だって、そう決めたのは私
「ふぅ。と、言うわけで中川さん」
「うん、どういうわけだろう」
「今度の新作なんですけど」

 思春期の学生のようにキラッと歯を見せながら笑う池内。いつもこうやって、彼の不思議な言い回しで打ち合わせが始まっていく。

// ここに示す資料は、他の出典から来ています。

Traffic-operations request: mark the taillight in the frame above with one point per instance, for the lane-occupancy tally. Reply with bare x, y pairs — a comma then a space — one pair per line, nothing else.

 彼はとにかく、他者の懐に入るのが上手い。初めて彼に会ったのは十年も前のことだけれど、今でも思い出す。初めて付いた担当者というものに緊張した僕に、彼はこうやってスッとそれを解してくれた。それから二人三脚。友人のようにあれこれ相談をしながら商品化してきた。その池内が少し偉くなってしまったから、佐々木が担当に入ったのは最近のことだった。

「贈り物にもしやすい感じでってことで、ちょっと考えてみたんだけどね。こうコロンとした形のポーチとか、どうだろう」

 幾つかのデッサンを彼らに提示する。最も緊張する時だ。今回提示するのは、三つのポーチ。バニティ型、柔らかめのぷっくりとしたがま口、それから丸みを帯びたシェル型だ。カナちゃんはシェル型の小さめなのがいいかな、と密かに思っている。気に入ってくれるといいなぁ。毎回そう思って作るのだけれど、いつも使ってくれている鞄以外は、まだ受け取ってもらえていない。